Why is Mrs Teo focusing on seemingly phantom foreign threats when there is an actual death within her purview that she should be strenuously investigating?
Not to mention that while she admits that there had not been any signs of interference during the recent General Election, a police report was filed on suspicion of foreign intervention against Polish blogger, Critical Spectator went unanswered.
How can Mrs Teo say that there was no foreign intervention in GE2020? Or does she think what the blogger wrote during the GE was not considered foreign intervention? This stance taken by the Government in light of Critical Spectator’s acts, would probably indicate that the powers that it is seeking, is meant to target at dissenting views instead of foreign intervention.
It also bears remembering that it was under Mrs Teo’s watch that the COVID-19 pandemic swept through the migrant worker dormitories seemingly unchecked. So much so that photographs of our migrant workers’ squalid conditions were plastered across the international media.
In any other country, Mrs Teo should have gotten the sack for losing her grip on the situation. However, not only did she not lose her job, she got reappointed to the same post after the General Election.

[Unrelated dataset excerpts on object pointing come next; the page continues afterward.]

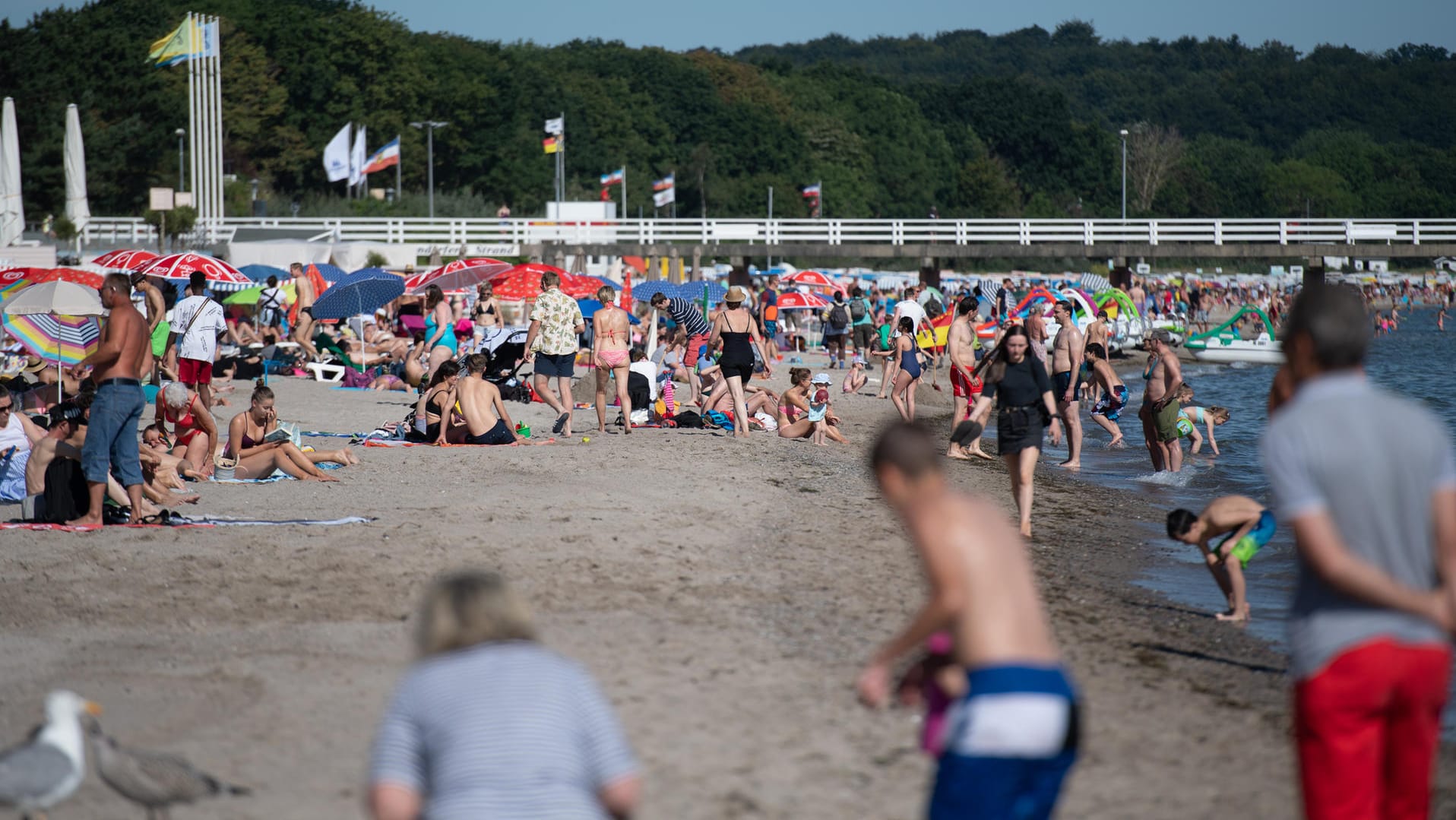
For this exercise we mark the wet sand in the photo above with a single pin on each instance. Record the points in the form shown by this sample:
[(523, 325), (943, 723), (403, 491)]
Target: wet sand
[(724, 593)]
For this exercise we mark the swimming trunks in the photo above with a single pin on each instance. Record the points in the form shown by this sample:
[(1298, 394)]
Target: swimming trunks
[(1249, 545), (1062, 382), (499, 435), (1111, 404), (963, 388), (1009, 743)]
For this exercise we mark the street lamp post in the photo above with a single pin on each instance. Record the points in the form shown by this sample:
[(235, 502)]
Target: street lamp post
[(181, 176), (430, 154), (1125, 174)]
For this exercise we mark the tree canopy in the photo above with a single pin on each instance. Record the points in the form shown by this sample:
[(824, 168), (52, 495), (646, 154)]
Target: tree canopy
[(964, 122)]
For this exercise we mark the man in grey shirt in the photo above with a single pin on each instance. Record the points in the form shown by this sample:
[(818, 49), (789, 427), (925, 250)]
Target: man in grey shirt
[(1368, 481)]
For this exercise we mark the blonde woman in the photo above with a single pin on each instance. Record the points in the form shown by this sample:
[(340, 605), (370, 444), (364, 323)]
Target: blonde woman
[(489, 723), (612, 356), (740, 334)]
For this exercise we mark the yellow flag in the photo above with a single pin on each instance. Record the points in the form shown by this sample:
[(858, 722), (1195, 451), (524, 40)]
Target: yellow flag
[(175, 47)]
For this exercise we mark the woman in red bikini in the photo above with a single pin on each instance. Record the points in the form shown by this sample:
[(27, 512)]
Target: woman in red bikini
[(192, 427), (610, 354)]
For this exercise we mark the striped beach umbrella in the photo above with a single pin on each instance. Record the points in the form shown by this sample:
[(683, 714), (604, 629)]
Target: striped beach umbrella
[(178, 267), (128, 260)]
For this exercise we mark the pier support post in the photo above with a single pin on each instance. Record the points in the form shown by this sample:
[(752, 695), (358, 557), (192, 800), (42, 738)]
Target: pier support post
[(740, 271), (929, 273)]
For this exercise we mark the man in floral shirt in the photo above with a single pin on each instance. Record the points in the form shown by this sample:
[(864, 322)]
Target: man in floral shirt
[(551, 344)]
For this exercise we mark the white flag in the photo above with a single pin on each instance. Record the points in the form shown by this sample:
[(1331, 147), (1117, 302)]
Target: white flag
[(337, 155), (359, 157)]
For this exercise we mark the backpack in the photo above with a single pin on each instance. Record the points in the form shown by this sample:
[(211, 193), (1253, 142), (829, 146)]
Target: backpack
[(66, 494)]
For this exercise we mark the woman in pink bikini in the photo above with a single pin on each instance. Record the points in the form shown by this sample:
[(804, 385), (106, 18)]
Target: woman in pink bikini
[(610, 353)]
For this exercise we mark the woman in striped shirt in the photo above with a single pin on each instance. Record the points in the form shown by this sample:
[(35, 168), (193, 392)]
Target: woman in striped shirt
[(492, 724)]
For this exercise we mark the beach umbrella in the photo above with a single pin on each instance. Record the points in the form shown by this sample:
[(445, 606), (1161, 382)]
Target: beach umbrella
[(252, 295), (55, 321), (698, 292), (125, 260), (12, 211), (796, 300), (362, 292), (220, 276), (76, 276), (78, 209), (812, 279), (457, 277), (261, 273), (590, 306), (524, 283)]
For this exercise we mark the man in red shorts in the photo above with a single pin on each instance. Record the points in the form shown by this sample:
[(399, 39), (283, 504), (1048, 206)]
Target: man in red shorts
[(960, 344), (197, 321)]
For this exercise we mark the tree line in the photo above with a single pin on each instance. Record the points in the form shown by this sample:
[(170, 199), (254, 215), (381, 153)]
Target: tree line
[(964, 124)]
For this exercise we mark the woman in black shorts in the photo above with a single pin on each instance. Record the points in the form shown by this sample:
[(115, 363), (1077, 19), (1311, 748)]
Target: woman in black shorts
[(1024, 405), (739, 332)]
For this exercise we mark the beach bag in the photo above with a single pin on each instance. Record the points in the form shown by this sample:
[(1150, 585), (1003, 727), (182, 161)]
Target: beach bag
[(225, 468), (66, 494)]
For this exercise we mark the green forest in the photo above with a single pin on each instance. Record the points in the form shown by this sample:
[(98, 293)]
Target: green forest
[(966, 124)]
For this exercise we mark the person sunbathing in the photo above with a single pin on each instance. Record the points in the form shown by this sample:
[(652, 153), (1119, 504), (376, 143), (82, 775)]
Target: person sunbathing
[(260, 456)]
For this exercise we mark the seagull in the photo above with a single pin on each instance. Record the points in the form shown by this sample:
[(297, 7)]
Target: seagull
[(152, 780), (47, 768)]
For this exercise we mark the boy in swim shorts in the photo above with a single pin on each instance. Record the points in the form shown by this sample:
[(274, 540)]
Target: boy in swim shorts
[(1012, 737), (1248, 526)]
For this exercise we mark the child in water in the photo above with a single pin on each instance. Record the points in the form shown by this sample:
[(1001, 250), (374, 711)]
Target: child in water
[(1249, 527), (1192, 417)]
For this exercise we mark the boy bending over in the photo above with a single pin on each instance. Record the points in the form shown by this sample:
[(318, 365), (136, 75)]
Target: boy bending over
[(1012, 737), (1249, 526)]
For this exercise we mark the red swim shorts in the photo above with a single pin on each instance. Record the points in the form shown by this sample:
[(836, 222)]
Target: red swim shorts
[(963, 388), (194, 372)]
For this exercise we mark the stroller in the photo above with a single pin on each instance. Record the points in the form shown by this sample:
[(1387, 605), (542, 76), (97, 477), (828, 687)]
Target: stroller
[(507, 354)]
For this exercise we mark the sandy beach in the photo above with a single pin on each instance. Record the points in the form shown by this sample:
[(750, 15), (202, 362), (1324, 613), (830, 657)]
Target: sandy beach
[(724, 593)]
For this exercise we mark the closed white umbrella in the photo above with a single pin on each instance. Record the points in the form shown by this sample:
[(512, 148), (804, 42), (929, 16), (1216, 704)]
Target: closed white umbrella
[(12, 213), (76, 207)]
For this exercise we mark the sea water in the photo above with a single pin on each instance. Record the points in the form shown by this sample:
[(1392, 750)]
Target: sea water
[(1414, 362)]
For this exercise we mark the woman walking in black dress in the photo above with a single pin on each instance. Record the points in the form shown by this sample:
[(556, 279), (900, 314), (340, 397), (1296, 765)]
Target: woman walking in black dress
[(1024, 404)]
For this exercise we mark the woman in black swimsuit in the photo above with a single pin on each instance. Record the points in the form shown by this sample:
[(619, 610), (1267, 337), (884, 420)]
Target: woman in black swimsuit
[(739, 334), (1024, 404)]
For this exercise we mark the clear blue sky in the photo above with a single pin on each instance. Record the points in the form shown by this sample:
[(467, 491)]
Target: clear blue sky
[(1368, 25)]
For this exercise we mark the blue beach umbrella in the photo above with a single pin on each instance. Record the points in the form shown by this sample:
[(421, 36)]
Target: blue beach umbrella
[(590, 306), (362, 292), (261, 273)]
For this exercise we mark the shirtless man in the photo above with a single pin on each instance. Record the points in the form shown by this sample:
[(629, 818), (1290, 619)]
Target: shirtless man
[(1113, 391), (1160, 411), (966, 388), (112, 440), (1066, 384), (483, 408), (1246, 524), (303, 296), (1012, 737), (156, 312)]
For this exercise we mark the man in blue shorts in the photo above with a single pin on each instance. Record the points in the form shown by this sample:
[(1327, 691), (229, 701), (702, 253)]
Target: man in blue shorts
[(1246, 524), (1012, 737)]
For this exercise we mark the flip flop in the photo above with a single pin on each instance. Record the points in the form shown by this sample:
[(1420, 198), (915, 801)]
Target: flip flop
[(967, 432)]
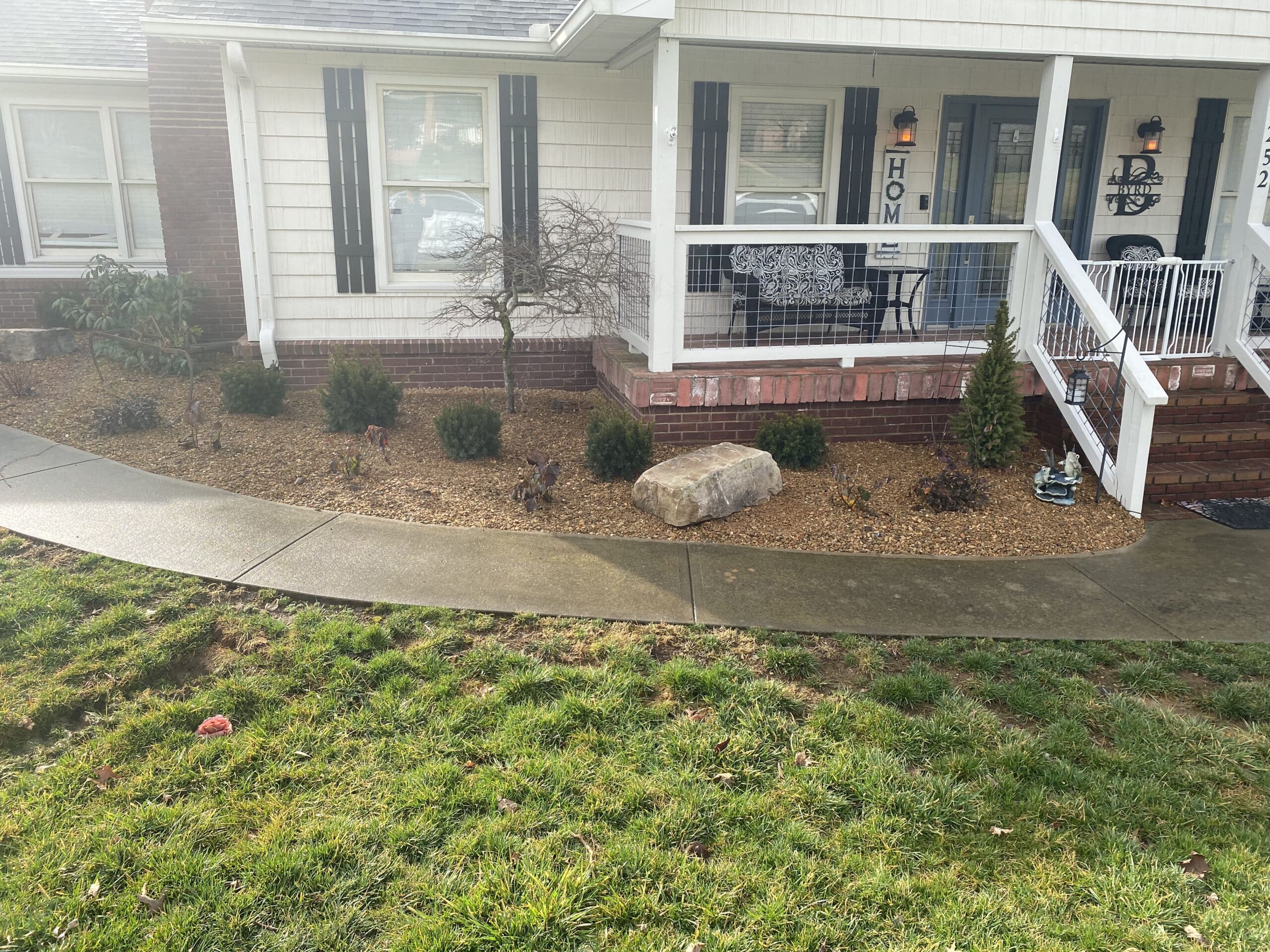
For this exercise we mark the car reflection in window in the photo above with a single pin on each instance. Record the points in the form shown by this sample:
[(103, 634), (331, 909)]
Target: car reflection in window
[(427, 226), (776, 209)]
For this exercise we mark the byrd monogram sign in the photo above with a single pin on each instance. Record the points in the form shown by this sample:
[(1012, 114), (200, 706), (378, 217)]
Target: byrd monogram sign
[(1136, 184)]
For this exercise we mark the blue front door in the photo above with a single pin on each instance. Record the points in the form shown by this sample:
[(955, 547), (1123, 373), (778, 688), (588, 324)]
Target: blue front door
[(985, 164)]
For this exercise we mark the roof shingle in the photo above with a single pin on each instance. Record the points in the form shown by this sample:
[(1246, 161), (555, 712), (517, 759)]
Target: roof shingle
[(489, 18), (73, 33)]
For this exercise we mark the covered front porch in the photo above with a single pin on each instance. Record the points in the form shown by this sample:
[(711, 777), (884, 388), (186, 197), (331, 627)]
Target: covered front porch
[(797, 226)]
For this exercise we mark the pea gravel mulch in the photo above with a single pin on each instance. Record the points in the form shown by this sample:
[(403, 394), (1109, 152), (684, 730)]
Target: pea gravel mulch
[(286, 459)]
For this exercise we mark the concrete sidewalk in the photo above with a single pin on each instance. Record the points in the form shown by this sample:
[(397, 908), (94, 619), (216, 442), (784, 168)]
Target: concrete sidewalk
[(1188, 579)]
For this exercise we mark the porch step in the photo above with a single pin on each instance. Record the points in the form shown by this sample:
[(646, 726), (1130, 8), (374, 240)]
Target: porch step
[(1209, 445), (1214, 408), (1214, 479), (1202, 442)]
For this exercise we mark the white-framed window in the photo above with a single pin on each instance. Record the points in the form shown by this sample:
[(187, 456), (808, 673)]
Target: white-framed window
[(434, 160), (1227, 188), (88, 180), (783, 155)]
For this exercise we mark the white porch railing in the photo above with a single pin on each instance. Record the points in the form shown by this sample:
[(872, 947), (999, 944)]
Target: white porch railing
[(1076, 329), (634, 289), (899, 290), (1251, 343), (1169, 306)]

Let’s also not forget that the MOM had failed to take further action in relation to Parti Liyani’s complaints about being deployed to work for two separate households by her former employer Liew Mun Leong.
And now, instead of facing up to her failures as Minister for Manpower over the migrant worker COVID-19 situation, or answering questions as to why Ms Piang’s death was not investigated by the MOM earlier, she is rabbiting on about airy-fairy external threats to Singapore without providing any concrete examples whatsoever.
Why is Mrs Teo chasing after potentially non-existent threats instead of focusing on the concrete issues of the day?